The world's first wiki where authorship really matters (Nature Genetics, 2008). Due credit and reputation for authors. Imagine a global collaborative knowledge base for original thoughts. Search thousands of articles and collaborate with scientists around the globe.

wikigene or wiki gene protein drug chemical gene disease author authorship tracking collaborative publishing evolutionary knowledge reputation system wiki2.0 global collaboration genes proteins drugs chemicals diseases compound
Hoffmann, R. A wiki for the life sciences where authorship matters. Nature Genetics (2008)

MR Monitoring of Cyclooxygenase-2 Inhibition of Angiogenesis in a Human Breast Cancer Model in Rats.

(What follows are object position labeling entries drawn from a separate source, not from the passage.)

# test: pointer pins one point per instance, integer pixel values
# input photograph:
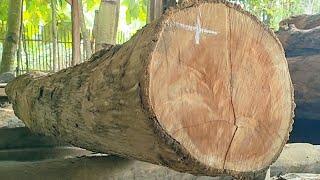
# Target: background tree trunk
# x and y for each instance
(76, 41)
(106, 24)
(12, 36)
(54, 36)
(188, 91)
(85, 33)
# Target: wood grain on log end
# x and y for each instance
(205, 90)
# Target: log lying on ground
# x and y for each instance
(205, 90)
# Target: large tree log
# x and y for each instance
(205, 89)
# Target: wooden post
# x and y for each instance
(54, 36)
(106, 23)
(76, 53)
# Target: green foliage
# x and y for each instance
(272, 12)
(92, 4)
(4, 10)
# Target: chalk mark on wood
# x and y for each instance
(197, 28)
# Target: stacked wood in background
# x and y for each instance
(300, 37)
(198, 92)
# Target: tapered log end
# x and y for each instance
(220, 86)
(205, 89)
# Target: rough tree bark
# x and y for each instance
(200, 93)
(12, 36)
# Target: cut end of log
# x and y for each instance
(220, 86)
(205, 89)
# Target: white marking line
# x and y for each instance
(197, 28)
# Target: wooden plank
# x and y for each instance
(76, 53)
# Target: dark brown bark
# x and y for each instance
(174, 95)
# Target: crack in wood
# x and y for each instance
(231, 90)
(199, 124)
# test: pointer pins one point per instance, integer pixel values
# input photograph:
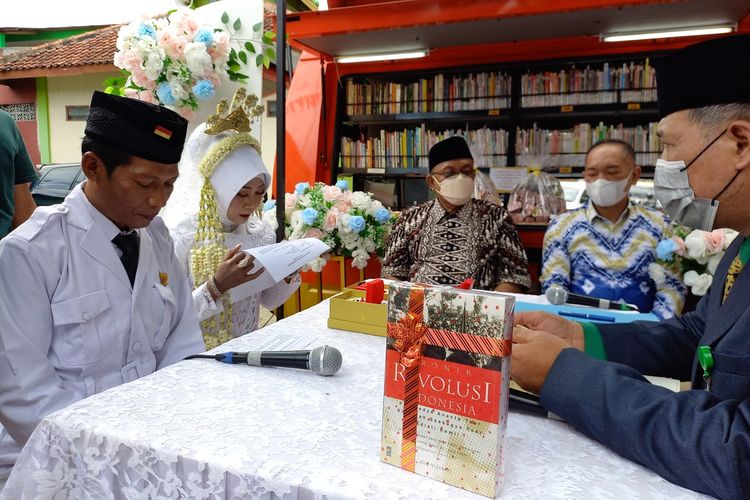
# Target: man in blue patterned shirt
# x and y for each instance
(604, 248)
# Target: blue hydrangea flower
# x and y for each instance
(382, 215)
(204, 36)
(204, 89)
(665, 249)
(164, 93)
(269, 205)
(357, 223)
(309, 215)
(146, 30)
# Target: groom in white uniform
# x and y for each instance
(92, 293)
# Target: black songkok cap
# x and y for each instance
(451, 148)
(136, 127)
(713, 72)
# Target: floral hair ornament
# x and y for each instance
(233, 123)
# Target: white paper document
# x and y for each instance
(284, 258)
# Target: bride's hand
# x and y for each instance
(235, 270)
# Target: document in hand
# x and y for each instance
(279, 260)
(284, 258)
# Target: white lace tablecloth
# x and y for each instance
(207, 430)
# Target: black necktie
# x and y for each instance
(128, 245)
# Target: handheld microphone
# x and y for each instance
(557, 295)
(323, 360)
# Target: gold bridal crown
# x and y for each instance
(244, 110)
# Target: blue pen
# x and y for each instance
(592, 317)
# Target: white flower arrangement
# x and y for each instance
(177, 62)
(697, 252)
(351, 223)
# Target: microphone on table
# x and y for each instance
(558, 295)
(323, 360)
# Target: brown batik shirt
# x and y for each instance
(479, 241)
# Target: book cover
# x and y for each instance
(446, 384)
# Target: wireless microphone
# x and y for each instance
(323, 360)
(557, 295)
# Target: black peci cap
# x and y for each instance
(713, 72)
(451, 148)
(136, 127)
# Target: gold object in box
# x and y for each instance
(346, 313)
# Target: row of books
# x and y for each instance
(441, 93)
(408, 148)
(544, 147)
(631, 76)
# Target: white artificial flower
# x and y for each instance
(656, 273)
(270, 217)
(154, 63)
(713, 262)
(729, 237)
(361, 200)
(695, 244)
(343, 225)
(305, 200)
(374, 206)
(197, 59)
(698, 283)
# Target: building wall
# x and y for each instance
(23, 91)
(65, 136)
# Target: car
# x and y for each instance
(640, 194)
(55, 182)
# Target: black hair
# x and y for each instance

Purpose: To prospectively evaluate the ability of macromolecular contrast medium (MMCM)-enhanced dynamic magnetic resonance (MR) imaging to depict vascular changes in response to cyclooxygenase-2 ( COX-2) inhibition of angiogenesis in a human breast cancer model. Materials and Methods: The institutional committee for animal research approved this study. A human breast cancer cell line, MDA-MB-231, was implanted in 30 female homozygotous athymic rats that were alternately assigned to either a drug treatment group that received celecoxib on a daily basis for 7 days or a control group that received saline. Each animal underwent MR imaging after intravenous administration of a high-molecular-weight contrast agent at baseline and again 24 hours and 7 days after administration. Eleven rats in each group successfully underwent all three studies and had data sets of sufficient technical quality. A bidirectional two-compartment tissue model was used to estimate transendothelial permeability (K(PS)) and fractional plasma volume (fPV) for each tumor. Microvessel density was also measured to enable histologic assessment of angiogenesis. Repeated-measures analysis of variance and unpaired two-tailed t tests were used to evaluate differences in mean values between MR examinations performed in the same rats and between baseline values in treated and control rats, respectively. Results: MR imaging-assayed microvascular K(PS) decreased significantly after 7 days of treatment with celecoxib (P < .05), but it was not significantly changed after 7 days in the control group. Likewise, microvascular density, a histologic surrogate of angiogenesis, was significantly (P < .05) lower in the treatment group than in the control group. The fPV did not significantly change in either group. Conclusion: Dynamic MR imaging revealed microvascular permeability to a high-molecular-weight contrast agent was significantly reduced by treatment with celecoxib. (c) RSNA, 2007.[1]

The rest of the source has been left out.